PAGE 21
The Linguister
by
For this reason, also, the hospitable hosts made no protest against the removal of the guests to Fort Prince George, although it might seem that the age of the one and the tender youth of the other ill fitted them to encounter this sudden transition from the cosy fireside to the raw vernal air on a misty midnight jaunt of a dozen miles through a primeval wilderness. And in truth the little lady seemed loath to leave the hearth; she visibly hesitated as she stood beside her chair with her hand on its back, and looked out at the black night, and the vague vista which the ruddy flare, from the wide door, revealed amidst the dense darkness; at the vanishing point of this perspective stood a group of mounted soldiers, “in column of twos” with two led horses, the scarlet uniforms and burnished accoutrements appearing and disappearing elusively as the flames rose and fell. The sounds of the champing of bits and the pawing of hoofs and the jingle of spurs were keenly clear on the chill rare air and seemed somehow consonant with the frosty glitter of the stars, very high in the black concave of the moonless sky. The smell of the rich mould, permeated with its vernal growths; the cool, distinct, rarefied perfume of some early flower already abloom; the antiphonal chant of frogs roused in the marsh or stream hard by, so imbued her senses with the realization of the hour and season that she never afterward thought of the spring without a vivid renewal of these impressions.

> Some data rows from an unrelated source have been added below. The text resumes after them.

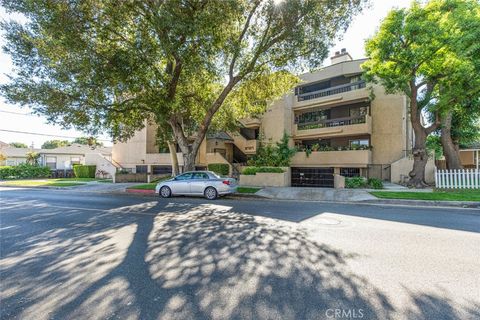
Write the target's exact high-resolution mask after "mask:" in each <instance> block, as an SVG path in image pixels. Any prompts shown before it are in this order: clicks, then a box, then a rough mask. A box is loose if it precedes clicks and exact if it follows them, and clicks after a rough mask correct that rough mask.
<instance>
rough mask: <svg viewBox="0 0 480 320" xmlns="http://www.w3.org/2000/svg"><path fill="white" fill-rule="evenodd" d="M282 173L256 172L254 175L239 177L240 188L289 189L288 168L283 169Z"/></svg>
mask: <svg viewBox="0 0 480 320" xmlns="http://www.w3.org/2000/svg"><path fill="white" fill-rule="evenodd" d="M283 169H284V170H285V172H284V173H267V172H258V173H257V174H255V175H244V174H241V175H240V181H239V184H240V185H241V186H253V187H289V186H290V168H283Z"/></svg>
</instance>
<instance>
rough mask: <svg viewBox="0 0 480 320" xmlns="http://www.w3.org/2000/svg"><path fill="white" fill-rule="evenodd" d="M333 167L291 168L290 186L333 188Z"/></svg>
mask: <svg viewBox="0 0 480 320" xmlns="http://www.w3.org/2000/svg"><path fill="white" fill-rule="evenodd" d="M333 185H334V182H333V168H292V187H323V188H333Z"/></svg>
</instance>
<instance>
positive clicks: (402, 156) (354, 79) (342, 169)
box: [112, 49, 434, 187]
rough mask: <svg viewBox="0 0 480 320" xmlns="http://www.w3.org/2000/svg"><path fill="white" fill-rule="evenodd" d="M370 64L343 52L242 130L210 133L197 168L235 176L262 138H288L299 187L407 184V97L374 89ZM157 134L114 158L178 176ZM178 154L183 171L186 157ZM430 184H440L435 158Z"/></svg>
mask: <svg viewBox="0 0 480 320" xmlns="http://www.w3.org/2000/svg"><path fill="white" fill-rule="evenodd" d="M365 61H366V59H360V60H353V59H352V57H351V56H350V55H349V54H348V52H346V50H345V49H342V51H341V52H337V53H336V54H335V56H333V57H331V65H330V66H327V67H325V68H323V69H321V70H318V71H316V72H312V73H307V74H304V75H301V76H300V78H301V79H302V80H303V82H302V83H301V84H300V85H299V86H297V87H296V88H295V90H294V91H293V92H291V93H290V94H287V95H285V96H284V97H283V98H281V99H278V100H276V101H274V102H273V103H272V104H271V105H270V106H269V107H268V108H267V110H266V112H265V113H264V114H263V115H262V116H261V117H259V118H255V119H243V120H240V127H239V128H238V130H237V131H236V132H229V133H228V134H227V133H218V134H216V135H208V136H207V138H206V139H205V140H204V141H203V142H202V145H201V147H200V150H199V153H198V155H197V159H196V165H197V166H198V167H199V168H204V167H206V166H207V165H208V164H210V163H227V164H228V165H229V166H230V168H231V170H230V172H231V173H232V172H235V171H236V170H235V168H237V169H238V170H240V169H241V168H240V167H241V166H242V165H245V164H246V162H247V160H248V159H249V158H250V157H252V156H253V155H255V154H256V152H257V150H258V147H259V143H260V141H259V137H260V136H262V137H263V138H264V139H265V141H266V142H272V143H274V142H277V141H279V140H280V139H281V138H282V136H283V134H284V133H287V134H288V135H289V136H290V145H291V146H292V147H293V146H296V147H297V150H298V152H297V153H296V154H295V155H294V157H293V158H292V163H291V170H290V171H291V177H290V181H291V185H292V186H312V187H331V186H333V180H334V178H333V177H334V174H340V175H343V176H349V177H351V176H365V177H375V178H379V179H382V180H388V181H393V182H400V181H402V180H404V179H405V177H407V176H408V172H409V171H410V170H411V168H412V166H413V159H412V158H411V157H409V153H410V150H411V148H412V141H413V133H412V129H411V126H410V121H409V118H408V100H407V97H406V96H405V95H401V94H394V95H391V94H386V93H385V91H384V89H383V87H381V86H379V85H372V86H370V85H367V84H366V82H365V81H364V80H363V78H362V69H361V67H360V66H361V64H362V63H363V62H365ZM156 131H157V130H156V127H155V125H146V127H145V128H144V129H142V130H140V131H138V132H137V133H136V134H135V136H134V137H133V138H132V139H130V140H128V141H126V142H124V143H116V144H114V146H113V151H112V157H113V159H114V160H115V161H116V162H118V163H119V164H120V165H121V166H122V167H123V168H126V169H128V170H130V171H131V172H142V173H145V172H150V173H153V174H156V173H159V172H162V173H169V172H171V159H170V155H169V153H168V152H166V151H165V150H160V149H159V147H158V146H157V145H156V137H155V134H156ZM162 151H163V152H162ZM177 157H178V160H179V165H180V166H182V165H183V159H182V155H181V153H177ZM426 179H427V181H428V182H432V181H433V179H434V161H433V159H432V160H431V161H429V163H428V165H427V176H426Z"/></svg>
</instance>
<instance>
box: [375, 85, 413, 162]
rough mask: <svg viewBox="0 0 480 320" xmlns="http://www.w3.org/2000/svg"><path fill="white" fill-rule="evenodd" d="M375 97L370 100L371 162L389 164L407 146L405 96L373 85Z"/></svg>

Her grandfather also seemed vaguely to hold back, even while he slowly mounted his horse; yet aware that naught is so imperative as military authority, it was only his inner consciousness that protested. Outwardly he professed alacrity, although in great surprise declaring that he could not imagine what the commandant could want with him. The little linguister, for her part, had no doubts. She was well aware indeed of the cause of the summons, and so dismayed by the prospect was even her doughty heart that the swift ride through the black forest was less terrible to her than the thought of the ordeal of the arrival. But the march was not without its peculiar trials. She shrank in instinctive affright from the unaccustomed escort of a dragoon on either side of her, looming up in the darkness like some phantom of the midnight. Even her volition seemed wrested from her by reason of the military training of the troop-horse which she rode;–he whirled about at the command “right-wheel!” ringing out in the darkness in the crisp peremptory tones of the non-commissioned officer, and plunged forward at the words “trot, march!” and adjusted his muscles instantaneously to the acceleration implied in “gallop!” and came to an abrupt and immovable pause at “halt!”–all with no more regard to her grasp on the reins than if she had been a fly on the saddle. As they went the wind beset her with cool, damp buffets on chin and cheek; the overhanging budding boughs, all unseen, drenched her with perfumed dew as she was whisked through their midst; the pace was adopted rather with reference to military custom and the expectation of the waiting commandant than her convenience; at every sudden whirl responsive to the word of command she was in momentary fear of being flung beneath the swiftly trampling hoofs of the horses on either side of her, and despite her recoil from the bigness and bluffness and presumable bloody-mindedness of the two troopers beside her she was sensible of their sympathy as they took heed of the instability with which she bounced about, perched up side-wise on a military saddle. Indeed, one was moved to ask her if she would not prefer to be strapped on with a girth, and to offer his belt for the purpose; and the other took the opportunity to gird at the forgetfulness of the cow-drivers to furnish her with her own pillion.